On Mar 30, 2011, at 8:50 AM, Matthew wrote:

> On Tue, Mar 29, 2011 at 23:55, David Smith <catfish....@gmail.com> wrote:
>> So, we were discussing the message window on IRC tonight, and in the course 
>> of talking through a few design issues, I remembered an ooold idea that we 
>> never did that actually doesn't seem that hard to implement: Make the 
>> message text field float (in a fixed position) over the message view, with a 
>> css tweak to bump the message content up so it's not obscured. I made a few 
>> mockups by hacking up the html from smooth op 2's topic field. Obviously not 
>> shippable at this point, but looks pretty neat nonetheless (sample content 
>> is not intended to make sense, bits got cut out, etc…).
>> 
>> http://dscoder.com/images/tabsmockup.png
>> http://dscoder.com/images/notabsmockup.png
>> 
>> Colin suggests that the scrollbar shouldn't be all the way at the bottom 
>> like I have it, based on his iOS experience; I just didn't feel like fixing 
>> it in Photoshop.
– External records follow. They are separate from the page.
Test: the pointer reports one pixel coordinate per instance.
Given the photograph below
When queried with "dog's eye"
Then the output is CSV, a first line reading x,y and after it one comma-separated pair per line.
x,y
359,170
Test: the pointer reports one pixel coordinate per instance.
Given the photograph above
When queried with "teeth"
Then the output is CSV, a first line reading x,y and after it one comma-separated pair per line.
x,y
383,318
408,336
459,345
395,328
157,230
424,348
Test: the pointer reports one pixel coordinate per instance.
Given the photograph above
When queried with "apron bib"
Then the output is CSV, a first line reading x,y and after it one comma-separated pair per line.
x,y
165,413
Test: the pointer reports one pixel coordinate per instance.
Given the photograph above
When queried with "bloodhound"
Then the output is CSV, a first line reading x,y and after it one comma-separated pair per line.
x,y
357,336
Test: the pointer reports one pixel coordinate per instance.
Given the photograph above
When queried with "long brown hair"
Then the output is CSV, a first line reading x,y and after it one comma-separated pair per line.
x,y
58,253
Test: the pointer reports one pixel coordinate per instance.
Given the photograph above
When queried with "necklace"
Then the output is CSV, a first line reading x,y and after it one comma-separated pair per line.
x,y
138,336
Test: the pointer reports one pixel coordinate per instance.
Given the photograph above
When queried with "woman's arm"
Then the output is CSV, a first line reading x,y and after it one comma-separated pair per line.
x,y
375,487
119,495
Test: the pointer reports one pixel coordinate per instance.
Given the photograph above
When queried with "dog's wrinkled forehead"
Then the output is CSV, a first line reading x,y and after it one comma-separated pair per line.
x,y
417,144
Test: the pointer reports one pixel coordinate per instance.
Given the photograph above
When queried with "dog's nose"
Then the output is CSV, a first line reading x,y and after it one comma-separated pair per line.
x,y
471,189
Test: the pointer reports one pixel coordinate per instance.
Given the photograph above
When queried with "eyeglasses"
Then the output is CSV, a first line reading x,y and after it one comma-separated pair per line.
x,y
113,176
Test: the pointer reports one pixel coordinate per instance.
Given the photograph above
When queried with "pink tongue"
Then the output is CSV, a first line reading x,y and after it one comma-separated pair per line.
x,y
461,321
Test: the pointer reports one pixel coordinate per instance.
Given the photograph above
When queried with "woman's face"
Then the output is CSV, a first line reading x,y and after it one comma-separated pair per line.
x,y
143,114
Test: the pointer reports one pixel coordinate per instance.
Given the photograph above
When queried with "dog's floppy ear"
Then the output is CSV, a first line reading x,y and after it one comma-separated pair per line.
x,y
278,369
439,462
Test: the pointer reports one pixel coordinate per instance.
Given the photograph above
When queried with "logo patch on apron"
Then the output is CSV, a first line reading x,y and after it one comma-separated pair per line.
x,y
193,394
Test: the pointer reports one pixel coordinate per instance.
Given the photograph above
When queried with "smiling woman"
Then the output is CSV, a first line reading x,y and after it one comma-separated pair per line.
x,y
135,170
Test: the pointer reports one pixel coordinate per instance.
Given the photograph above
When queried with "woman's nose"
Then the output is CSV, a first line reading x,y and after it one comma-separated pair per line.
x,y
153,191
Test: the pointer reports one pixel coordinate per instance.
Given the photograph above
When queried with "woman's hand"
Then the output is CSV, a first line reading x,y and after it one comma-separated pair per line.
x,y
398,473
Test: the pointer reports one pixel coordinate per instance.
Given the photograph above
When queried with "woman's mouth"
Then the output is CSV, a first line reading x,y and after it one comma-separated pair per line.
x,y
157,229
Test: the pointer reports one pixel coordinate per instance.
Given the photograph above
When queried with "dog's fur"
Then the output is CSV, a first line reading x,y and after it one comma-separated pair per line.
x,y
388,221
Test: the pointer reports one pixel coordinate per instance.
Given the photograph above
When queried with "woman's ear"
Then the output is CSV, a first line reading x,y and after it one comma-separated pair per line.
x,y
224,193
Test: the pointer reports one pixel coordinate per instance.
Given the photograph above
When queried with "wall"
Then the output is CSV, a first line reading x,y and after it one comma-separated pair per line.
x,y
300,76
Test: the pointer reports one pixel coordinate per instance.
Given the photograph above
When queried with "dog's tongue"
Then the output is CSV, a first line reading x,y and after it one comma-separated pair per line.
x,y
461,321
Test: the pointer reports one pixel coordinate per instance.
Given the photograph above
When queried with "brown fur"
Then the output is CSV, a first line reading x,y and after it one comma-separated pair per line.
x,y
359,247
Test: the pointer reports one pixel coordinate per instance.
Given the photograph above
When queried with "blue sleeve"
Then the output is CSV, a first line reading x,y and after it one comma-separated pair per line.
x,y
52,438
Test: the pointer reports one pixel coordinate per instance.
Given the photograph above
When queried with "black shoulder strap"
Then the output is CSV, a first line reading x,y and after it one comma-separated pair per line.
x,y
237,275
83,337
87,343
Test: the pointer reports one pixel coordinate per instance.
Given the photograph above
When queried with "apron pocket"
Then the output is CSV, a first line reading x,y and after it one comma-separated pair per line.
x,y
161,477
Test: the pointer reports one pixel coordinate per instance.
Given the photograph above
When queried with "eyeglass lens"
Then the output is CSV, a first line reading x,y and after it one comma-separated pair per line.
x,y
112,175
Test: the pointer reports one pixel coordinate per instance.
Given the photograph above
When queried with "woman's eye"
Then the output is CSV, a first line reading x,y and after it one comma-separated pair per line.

Various other extensions of the concept are possible (like 
>> the "hide, but show for use" combo you can get in Safari with hide address 
>> bar + cmd-L).
>> 
>> The cool part about this (aside from just being shiny) is that it very 
>> clearly associates the message entry field with the message view, without 
>> needing to wrap things in borders.
> 
> 
> I like the idea of integrating the input area into the message style,
> and it's a request occasionally seen in #adium. However, I think it
> would be bad to have the input area style *look* like it's part of the
> message style without actually being style author configurable. If
> it's not possible for the author to make the input area stylistically
> integrated into the rest of the message view, I'd prefer the input
> area use standard Mac OS X window paradigms.
> 
> The mockups look pretty good with Smooth Operator (for obvious
> reasons) and probably would with Renkoo, but something like yMous
> would probably need something closer to what we have now (which is
> somewhat similar to yMous' topic).
> 
> As for scrollbar question I don't think one size fits all. For a style
> with a visually "floating" input area, I think it would make sense to
> have a full height scrollbar to reflect the fact that you'd want the
> windows background to scroll across the full height of the window (for
> styles where the background scrolls). However, a style with an input
> area like I described for yMous would be best with an input area that
> didn't scroll. Perhaps an info.plist key to allow the style author to
> specify which type?
> 
> It would also be nice if we would allow the style author to hide the
> input ares if 1) the cursor isn't over the web view, and 2) the input
> area does't have focus. Something like Smooth Operator would probably
> have the input area fade in/out while yMous would probably have the
> input area slide into up from the bottom. Without some sort of
> animation I suspect the hide/unhide would look jarring, especially in
> situations where the scrollbar height would change. The animation
> would have to be relatively fast, and it would be nice if the user
> could start typing before the animation was complete.
> 
> 
> -- 
> 
> Matthew
> 

We discussed this some; the general thinking is that losing the niceties of 
NSTextField is not worth it for styleability, *but* that it might well be 
possible to fake it by having the text field be in a known location and notify 
the message view of size changes, allowing the message view to stick an element 
under it. While a bit of a hack, I think either that or a *very* minimal "text 
field with a shadow" are the way to go. A chrome-heavy look like I have in the 
mockup obviously isn't suitable to all styles.